A mesma onda de profissionalização que alguns cravam já ter sido concluída se apresenta como obra ainda inacabada em boa parte do setor.
É neste cenário complexo que as OSCs já vinham tentando sobreviver muito antes da covid-19 se tornar um tsunami que recaiu sobre todos nós. Pra alguns, infelizmente, a crise atual tem sido utilizada como o bode expiatório da vez.

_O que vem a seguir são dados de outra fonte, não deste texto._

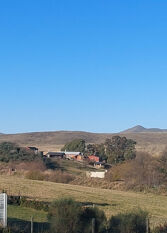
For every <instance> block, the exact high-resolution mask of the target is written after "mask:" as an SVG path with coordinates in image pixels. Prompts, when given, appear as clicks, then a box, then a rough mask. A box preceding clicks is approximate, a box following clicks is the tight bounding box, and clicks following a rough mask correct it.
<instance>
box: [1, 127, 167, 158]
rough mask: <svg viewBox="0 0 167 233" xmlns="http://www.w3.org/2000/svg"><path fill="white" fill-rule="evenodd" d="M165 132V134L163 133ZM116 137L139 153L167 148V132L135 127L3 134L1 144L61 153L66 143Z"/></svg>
mask: <svg viewBox="0 0 167 233" xmlns="http://www.w3.org/2000/svg"><path fill="white" fill-rule="evenodd" d="M158 132H160V133H158ZM162 132H163V133H162ZM114 135H121V136H122V135H124V136H126V137H127V138H130V139H133V140H135V141H136V142H137V145H136V149H137V151H145V152H149V153H150V154H152V155H155V156H158V155H160V154H161V153H162V152H163V151H164V150H165V148H166V146H167V130H161V129H147V128H144V127H143V126H139V125H138V126H135V127H133V128H132V129H128V130H126V131H123V132H121V133H117V134H112V133H111V134H110V133H89V132H79V131H56V132H36V133H35V132H34V133H22V134H1V135H0V143H1V142H4V141H10V142H14V143H17V144H18V145H20V146H36V147H38V148H39V149H40V150H41V151H44V152H48V151H60V149H61V148H62V147H63V146H64V144H65V143H67V142H70V141H72V140H74V139H81V138H82V139H84V140H85V141H86V143H88V144H89V143H96V144H100V143H104V141H105V140H106V139H107V138H112V137H113V136H114Z"/></svg>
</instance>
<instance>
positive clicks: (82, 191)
mask: <svg viewBox="0 0 167 233" xmlns="http://www.w3.org/2000/svg"><path fill="white" fill-rule="evenodd" d="M0 190H6V191H7V192H8V194H9V195H23V196H28V197H30V198H33V199H37V200H45V201H53V200H55V199H57V198H62V197H72V198H74V199H75V200H76V201H79V202H81V203H83V204H85V205H93V204H95V205H96V206H98V207H99V208H101V209H103V210H104V211H105V213H106V215H107V217H110V216H111V215H115V214H117V213H120V212H126V211H129V210H132V209H134V208H142V209H143V210H146V211H148V212H149V214H150V220H151V225H152V226H154V225H157V224H159V223H163V222H165V221H167V196H163V195H156V194H144V193H135V192H129V191H128V192H125V191H116V190H107V189H100V188H90V187H83V186H77V185H69V184H57V183H52V182H45V181H33V180H27V179H23V178H18V177H15V176H0ZM32 215H33V216H34V219H35V221H41V222H43V221H46V213H45V212H43V211H36V210H32V209H29V208H23V207H13V206H9V210H8V216H9V217H15V218H19V219H23V220H29V219H30V217H31V216H32Z"/></svg>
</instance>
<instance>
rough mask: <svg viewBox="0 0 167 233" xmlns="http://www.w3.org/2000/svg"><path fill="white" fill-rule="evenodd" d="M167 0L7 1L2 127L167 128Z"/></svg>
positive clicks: (21, 127) (4, 127)
mask: <svg viewBox="0 0 167 233" xmlns="http://www.w3.org/2000/svg"><path fill="white" fill-rule="evenodd" d="M166 10H167V1H166V0H159V1H157V0H140V1H139V0H138V1H137V0H126V1H125V0H105V1H101V0H80V1H78V0H71V1H69V0H35V1H34V0H29V1H22V0H15V1H13V0H2V1H1V2H0V105H1V112H0V132H4V133H17V132H31V131H53V130H83V131H92V132H118V131H120V130H123V129H126V128H129V127H132V126H134V125H136V124H141V125H143V126H145V127H160V128H167V123H166V119H167V108H166V103H167V95H166V89H167V68H166V64H167V43H166V41H167V14H166Z"/></svg>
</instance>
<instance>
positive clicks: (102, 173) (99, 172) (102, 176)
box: [86, 171, 106, 179]
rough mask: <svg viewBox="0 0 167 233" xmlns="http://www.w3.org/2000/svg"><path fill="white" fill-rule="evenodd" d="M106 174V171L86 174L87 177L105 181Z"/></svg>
mask: <svg viewBox="0 0 167 233" xmlns="http://www.w3.org/2000/svg"><path fill="white" fill-rule="evenodd" d="M105 173H106V172H105V171H104V172H86V177H88V178H100V179H104V177H105Z"/></svg>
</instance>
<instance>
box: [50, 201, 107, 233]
mask: <svg viewBox="0 0 167 233" xmlns="http://www.w3.org/2000/svg"><path fill="white" fill-rule="evenodd" d="M48 218H49V221H50V222H51V232H53V233H91V232H92V219H93V218H95V232H96V233H102V232H104V230H105V229H106V222H107V220H106V216H105V214H104V212H103V211H102V210H99V209H98V208H83V207H82V206H81V205H80V204H79V203H78V202H76V201H74V200H72V199H69V198H68V199H60V200H57V201H55V202H54V203H53V204H52V206H51V208H50V209H49V215H48Z"/></svg>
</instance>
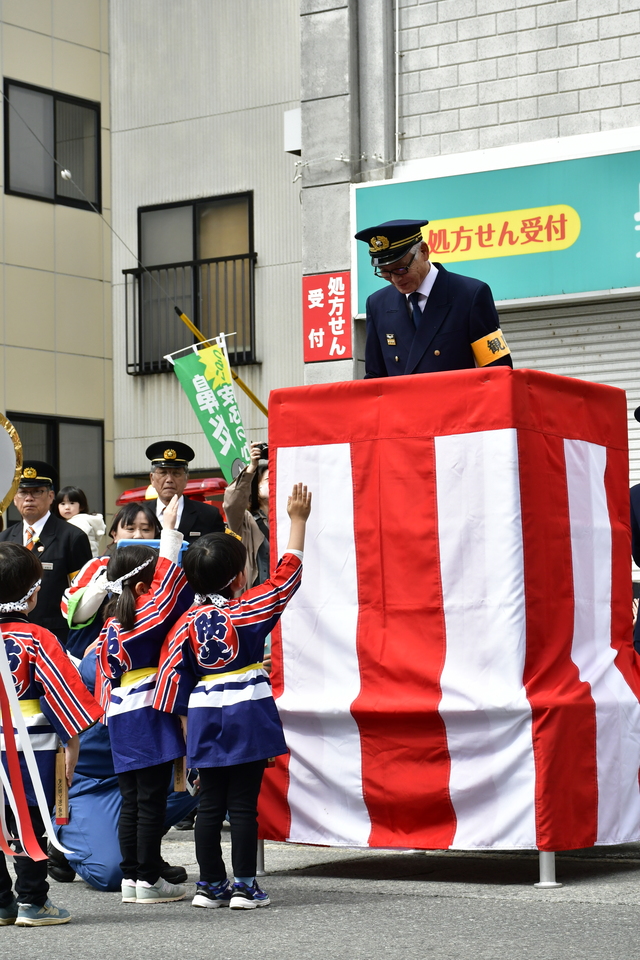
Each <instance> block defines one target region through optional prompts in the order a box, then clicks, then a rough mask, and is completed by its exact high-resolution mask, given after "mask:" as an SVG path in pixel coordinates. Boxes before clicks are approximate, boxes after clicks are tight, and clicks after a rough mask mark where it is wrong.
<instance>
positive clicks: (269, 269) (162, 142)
mask: <svg viewBox="0 0 640 960" xmlns="http://www.w3.org/2000/svg"><path fill="white" fill-rule="evenodd" d="M267 6H268V16H266V15H265V13H266V12H267ZM110 9H111V13H110V18H111V41H112V74H111V77H112V88H111V89H112V143H113V197H114V226H115V228H116V230H117V232H118V234H119V235H120V236H121V237H122V238H123V240H124V241H125V243H126V244H127V245H128V247H129V248H130V249H131V251H133V253H130V252H128V251H127V250H126V248H125V246H124V245H123V244H122V243H121V242H120V241H119V240H117V239H114V242H113V262H114V270H113V274H114V288H113V296H114V307H113V316H114V360H115V363H114V380H115V392H116V411H115V418H116V419H115V423H116V459H115V469H116V472H117V473H118V474H125V473H131V474H141V473H142V472H143V471H144V470H145V469H147V466H148V464H147V462H146V461H145V458H144V449H145V447H146V446H147V444H148V443H149V442H150V441H151V440H153V439H164V438H169V437H176V436H177V437H180V438H181V439H183V440H184V441H186V442H187V443H189V444H191V445H192V446H193V447H194V449H195V450H196V460H195V461H194V464H193V466H194V468H195V469H206V470H209V471H210V470H212V469H214V468H215V466H216V465H215V461H214V458H213V454H212V452H211V450H210V448H209V445H208V443H207V441H206V438H205V437H204V435H203V433H202V431H201V429H200V427H199V425H198V422H197V419H196V417H195V415H194V414H193V412H192V410H191V408H190V406H189V404H188V402H187V400H186V399H185V397H184V396H183V394H182V392H181V389H180V386H179V384H178V381H177V379H176V377H175V376H174V375H173V374H172V373H166V374H158V375H152V376H142V377H131V376H128V375H127V373H126V369H125V340H124V308H125V300H124V286H123V277H122V273H121V271H122V270H123V269H125V268H129V267H135V265H136V262H135V256H134V254H137V250H138V237H137V210H138V207H140V206H146V205H148V204H155V203H158V204H159V203H169V202H172V201H176V200H193V199H197V198H199V197H208V196H220V195H223V194H228V193H236V192H242V191H248V190H253V192H254V232H255V249H256V251H257V253H258V262H257V267H256V346H257V356H258V359H259V360H260V361H261V362H260V363H259V364H256V365H252V366H244V367H242V366H241V367H239V368H238V372H239V374H240V376H241V377H242V378H243V379H244V380H245V381H246V382H247V383H248V385H249V386H250V388H251V389H252V390H253V391H254V393H256V394H257V396H258V397H260V399H261V400H262V401H263V402H264V403H265V404H266V402H267V399H268V396H269V391H270V390H271V389H273V388H274V387H279V386H288V385H294V384H297V383H300V382H301V381H302V378H303V362H302V329H301V322H300V313H301V301H300V286H301V285H300V197H299V194H300V183H299V182H296V183H294V182H293V179H294V175H295V161H296V159H297V158H296V157H292V156H291V155H289V154H286V153H285V152H284V149H283V114H284V111H285V110H289V109H292V108H295V107H298V106H299V103H300V60H299V53H300V40H299V18H298V12H299V11H298V3H297V0H270V2H269V4H268V5H266V4H265V3H263V2H262V0H216V3H212V2H211V0H135V2H131V0H111V4H110ZM176 322H179V321H178V320H177V318H176ZM239 406H240V410H241V413H242V416H243V420H244V423H245V427H247V432H248V435H249V436H250V438H251V439H263V438H264V437H265V436H266V427H267V424H266V420H265V418H264V416H263V414H261V413H260V412H259V411H258V410H256V408H255V407H253V406H252V404H251V403H250V401H249V400H247V399H246V398H245V396H244V394H242V393H239Z"/></svg>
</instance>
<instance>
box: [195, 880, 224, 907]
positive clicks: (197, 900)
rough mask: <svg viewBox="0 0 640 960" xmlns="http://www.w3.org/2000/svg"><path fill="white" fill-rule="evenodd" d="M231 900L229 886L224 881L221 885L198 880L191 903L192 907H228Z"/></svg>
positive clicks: (215, 883) (220, 884) (200, 880)
mask: <svg viewBox="0 0 640 960" xmlns="http://www.w3.org/2000/svg"><path fill="white" fill-rule="evenodd" d="M230 900H231V884H230V883H229V881H228V880H227V879H226V877H225V879H224V880H223V881H222V883H205V881H203V880H198V882H197V883H196V895H195V897H194V898H193V900H192V901H191V906H192V907H228V906H229V901H230Z"/></svg>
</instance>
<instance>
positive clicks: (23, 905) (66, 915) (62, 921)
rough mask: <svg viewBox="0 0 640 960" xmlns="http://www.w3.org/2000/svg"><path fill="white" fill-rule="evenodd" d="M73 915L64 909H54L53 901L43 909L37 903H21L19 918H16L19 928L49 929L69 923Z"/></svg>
mask: <svg viewBox="0 0 640 960" xmlns="http://www.w3.org/2000/svg"><path fill="white" fill-rule="evenodd" d="M69 920H71V914H70V913H69V911H68V910H64V909H63V908H62V907H54V905H53V904H52V903H51V900H49V899H48V898H47V902H46V903H45V905H44V906H43V907H40V906H38V904H37V903H19V904H18V916H17V917H16V926H17V927H47V926H51V925H52V924H54V923H69Z"/></svg>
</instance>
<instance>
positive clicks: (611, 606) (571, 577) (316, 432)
mask: <svg viewBox="0 0 640 960" xmlns="http://www.w3.org/2000/svg"><path fill="white" fill-rule="evenodd" d="M626 417H627V415H626V402H625V395H624V393H623V392H622V391H621V390H617V389H615V388H612V387H604V386H599V385H596V384H591V383H585V382H583V381H579V380H573V379H568V378H564V377H556V376H553V375H550V374H544V373H538V372H534V371H529V370H515V371H512V370H510V369H508V368H505V367H500V368H497V369H491V368H483V369H478V370H469V371H458V372H453V373H445V374H428V375H424V376H414V377H402V378H389V379H386V380H368V381H361V382H348V383H340V384H332V385H326V386H313V387H309V388H304V387H302V388H294V389H290V390H280V391H276V392H275V393H274V394H272V398H271V405H270V448H271V450H272V462H271V471H272V472H271V474H270V479H271V483H272V491H275V512H274V516H272V529H275V531H277V532H276V535H274V536H273V537H272V547H273V551H274V556H277V555H278V553H279V552H281V551H282V549H283V547H284V545H285V544H286V535H287V530H288V520H287V516H286V509H285V508H286V496H287V493H288V492H289V491H290V489H291V486H292V484H293V482H295V481H303V482H304V483H306V484H308V485H309V487H310V488H311V490H312V491H313V497H314V500H313V510H312V514H311V518H310V520H309V525H308V533H307V541H306V547H305V557H304V572H303V578H302V586H301V588H300V590H299V592H298V594H297V595H296V597H295V598H294V599H293V600H292V602H291V604H290V605H289V607H288V608H287V610H286V612H285V614H284V615H283V617H282V622H281V627H280V628H279V629H277V630H276V632H275V634H274V664H275V668H274V673H273V677H272V680H273V689H274V695H275V697H276V703H277V705H278V710H279V712H280V717H281V719H282V722H283V726H284V731H285V736H286V740H287V743H288V746H289V748H290V751H291V753H290V756H289V757H284V758H279V759H278V761H277V764H276V767H275V768H274V769H273V770H269V771H267V774H266V777H265V784H264V788H263V794H262V797H261V811H260V823H261V834H262V835H263V836H265V837H267V838H271V839H275V840H284V839H287V840H291V841H297V842H305V843H313V844H329V845H346V846H371V847H421V848H425V849H445V848H457V849H466V850H468V849H487V848H494V849H515V848H538V849H541V850H562V849H570V848H578V847H587V846H590V845H592V844H594V843H605V844H606V843H620V842H623V841H629V840H637V839H639V838H640V790H639V784H638V772H639V767H640V704H639V695H640V671H639V668H638V664H637V662H636V655H635V653H634V651H633V647H632V640H631V578H630V536H629V495H628V452H627V418H626Z"/></svg>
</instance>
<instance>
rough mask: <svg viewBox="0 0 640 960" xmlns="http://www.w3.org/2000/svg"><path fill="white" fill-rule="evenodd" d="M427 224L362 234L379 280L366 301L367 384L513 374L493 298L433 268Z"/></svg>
mask: <svg viewBox="0 0 640 960" xmlns="http://www.w3.org/2000/svg"><path fill="white" fill-rule="evenodd" d="M428 223H429V221H428V220H389V221H387V222H385V223H380V224H378V225H377V226H375V227H368V228H367V229H365V230H360V231H359V232H358V233H356V239H357V240H363V241H364V242H365V243H367V244H368V246H369V255H370V257H371V263H372V266H373V268H374V271H375V274H376V276H378V277H381V278H382V279H383V280H388V281H389V286H387V287H385V288H384V289H382V290H377V291H376V292H375V293H373V294H371V296H370V297H369V298H368V300H367V340H366V347H365V378H371V377H395V376H402V375H405V374H410V373H435V372H438V371H443V370H465V369H473V368H474V367H476V366H478V367H485V366H489V365H492V366H499V365H501V366H509V367H511V366H513V364H512V362H511V356H510V350H509V347H508V346H507V343H506V341H505V339H504V336H503V334H502V331H501V330H500V321H499V318H498V313H497V311H496V307H495V304H494V302H493V296H492V294H491V290H490V289H489V287H488V286H487V284H486V283H483V282H482V281H481V280H473V279H472V278H471V277H463V276H461V275H460V274H457V273H449V271H448V270H445V268H444V267H443V266H442V264H441V263H431V262H430V261H429V247H428V245H427V244H426V243H425V241H424V239H423V237H422V230H421V228H422V227H425V226H426V225H427V224H428Z"/></svg>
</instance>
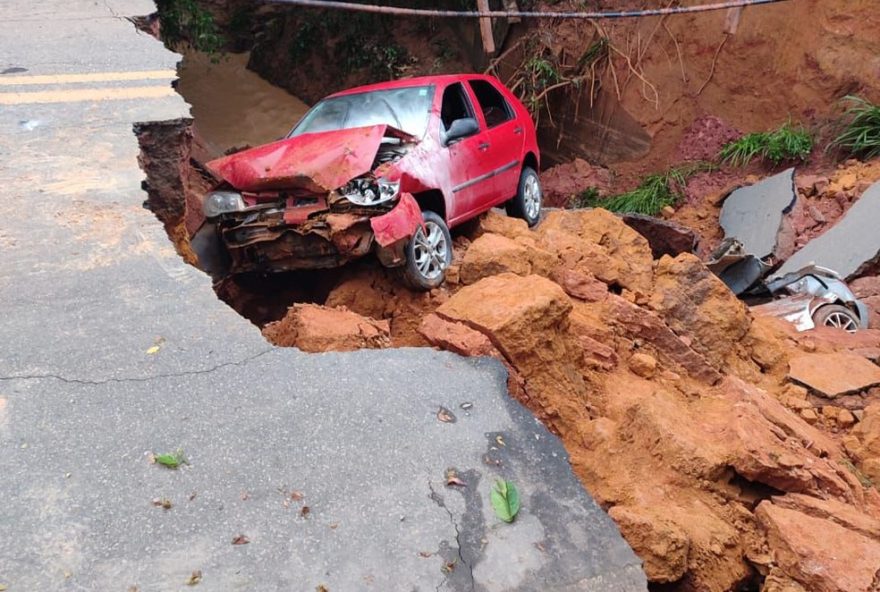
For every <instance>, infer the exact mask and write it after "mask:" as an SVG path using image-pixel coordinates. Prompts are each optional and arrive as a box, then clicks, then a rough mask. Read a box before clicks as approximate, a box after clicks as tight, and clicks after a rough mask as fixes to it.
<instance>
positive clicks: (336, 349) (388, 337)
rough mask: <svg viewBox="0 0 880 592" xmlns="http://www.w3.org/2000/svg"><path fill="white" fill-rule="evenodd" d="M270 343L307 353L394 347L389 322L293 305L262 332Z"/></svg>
mask: <svg viewBox="0 0 880 592" xmlns="http://www.w3.org/2000/svg"><path fill="white" fill-rule="evenodd" d="M263 334H264V335H265V336H266V338H267V339H269V341H271V342H272V343H274V344H276V345H280V346H282V347H296V348H299V349H301V350H303V351H307V352H326V351H354V350H357V349H379V348H383V347H390V346H391V328H390V326H389V323H388V321H377V320H375V319H371V318H367V317H364V316H361V315H359V314H357V313H356V312H352V311H350V310H348V309H346V308H329V307H326V306H318V305H316V304H294V305H293V306H291V307H290V309H289V310H288V311H287V314H286V315H285V316H284V318H283V319H281V320H280V321H276V322H274V323H269V324H268V325H266V327H265V328H264V329H263Z"/></svg>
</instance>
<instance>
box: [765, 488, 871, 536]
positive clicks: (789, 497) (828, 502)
mask: <svg viewBox="0 0 880 592" xmlns="http://www.w3.org/2000/svg"><path fill="white" fill-rule="evenodd" d="M773 505H775V506H779V507H781V508H789V509H793V510H797V511H799V512H803V513H804V514H807V515H809V516H813V517H816V518H823V519H825V520H830V521H832V522H834V523H836V524H839V525H840V526H843V527H844V528H847V529H849V530H854V531H856V532H858V533H860V534H863V535H864V536H866V537H869V538H872V539H877V540H878V541H880V519H878V518H877V517H874V516H871V515H869V514H868V512H866V511H865V510H864V509H863V508H858V507H856V506H853V505H850V504H845V503H843V502H841V501H838V500H835V499H821V498H817V497H813V496H810V495H803V494H800V493H789V494H786V495H783V496H777V497H774V498H773Z"/></svg>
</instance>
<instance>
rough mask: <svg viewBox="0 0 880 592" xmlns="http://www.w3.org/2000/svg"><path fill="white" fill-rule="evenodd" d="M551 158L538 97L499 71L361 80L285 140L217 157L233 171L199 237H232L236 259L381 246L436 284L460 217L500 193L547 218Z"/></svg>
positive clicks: (420, 279)
mask: <svg viewBox="0 0 880 592" xmlns="http://www.w3.org/2000/svg"><path fill="white" fill-rule="evenodd" d="M538 162H539V153H538V146H537V141H536V137H535V126H534V124H533V122H532V119H531V117H530V115H529V113H528V111H527V110H526V109H525V107H523V105H522V103H520V101H519V100H517V98H516V97H515V96H514V95H513V94H512V93H511V92H510V91H509V90H508V89H506V88H505V87H504V86H503V85H502V84H501V83H500V82H499V81H498V80H497V79H495V78H492V77H490V76H481V75H476V74H462V75H447V76H427V77H421V78H409V79H405V80H397V81H394V82H386V83H382V84H374V85H371V86H362V87H359V88H354V89H351V90H346V91H343V92H340V93H337V94H334V95H331V96H329V97H327V98H325V99H323V100H321V101H320V102H319V103H317V104H316V105H315V106H314V107H313V108H312V109H311V110H310V111H309V112H308V113H306V115H305V116H304V117H303V118H302V119H301V120H300V121H299V123H297V125H296V127H294V128H293V130H292V131H291V132H290V133H289V134H288V136H287V137H286V138H285V139H283V140H280V141H278V142H274V143H271V144H266V145H264V146H258V147H256V148H251V149H248V150H244V151H242V152H238V153H235V154H232V155H230V156H226V157H223V158H220V159H218V160H214V161H211V162H209V163H208V165H207V166H208V168H209V169H210V170H211V172H212V173H213V174H214V175H216V176H217V177H218V178H221V179H223V181H224V183H223V184H222V185H220V186H219V187H218V188H217V189H216V190H215V191H213V192H211V193H210V194H209V195H208V196H207V198H206V200H205V202H204V213H205V217H206V219H207V223H206V225H205V226H204V227H203V228H202V230H201V231H200V232H199V233H198V234H197V236H196V237H194V240H193V244H194V246H195V247H196V251H197V252H199V245H200V244H204V243H205V242H206V241H209V242H210V241H214V242H216V240H217V239H218V238H219V240H220V242H221V243H222V247H223V249H222V251H223V252H224V254H225V259H226V260H225V261H224V262H223V267H224V268H225V269H226V270H228V271H229V272H231V273H243V272H248V271H287V270H295V269H315V268H327V267H337V266H340V265H343V264H345V263H347V262H348V261H351V260H352V259H355V258H357V257H362V256H364V255H367V254H368V253H375V254H376V255H377V256H378V259H379V261H380V262H381V263H382V264H383V265H385V266H387V267H402V269H403V272H404V273H403V275H404V278H405V280H406V281H407V283H408V284H409V285H410V286H411V287H413V288H415V289H420V290H429V289H431V288H434V287H437V286H439V285H440V284H441V283H442V282H443V279H444V276H445V271H446V268H447V267H448V265H449V263H450V262H451V261H452V239H451V237H450V234H449V229H450V228H453V227H454V226H456V225H458V224H461V223H462V222H465V221H467V220H470V219H472V218H474V217H475V216H478V215H479V214H482V213H483V212H485V211H486V210H488V209H490V208H492V207H494V206H498V205H501V204H505V206H506V208H507V212H508V214H510V215H512V216H517V217H520V218H523V219H524V220H525V221H526V222H527V223H528V224H529V225H530V226H532V225H534V224H536V223H537V222H538V219H539V216H540V211H541V198H542V194H541V186H540V182H539V179H538V174H537V170H538ZM206 260H207V259H205V260H203V261H206ZM212 266H213V267H214V268H216V267H217V265H216V264H213V265H212Z"/></svg>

Afinal, adoramos uma causa externa de grandes proporções pra nos fazer aceitar nossa insignificância (incompetência ou inação)
ou
alimentar nossos sonhos utópicos de transformação a conta gotas, da clássica narrativa do beija flor fazendo a sua parte no incêndio da floresta. Essa cena não poderia ser mais adequada ao momento atual. Com apenas voluntarismo, boa vontade e certa ingenuidade não chegaremos longe no incêndio atual em que nos encontramos. Pra começar, precisamos aceitar que o incêndio é real e de grandes proporções, pra daí sim mobilizar todo o arsenal disponível para combatê-lo, de preferência grandes mangueiras, grandes equipamentos, robusto estoque de água e, talvez o principal, ampla capacidade de coordenação de esforços, o que costumamos chamar no setor de ‘atuação em rede’.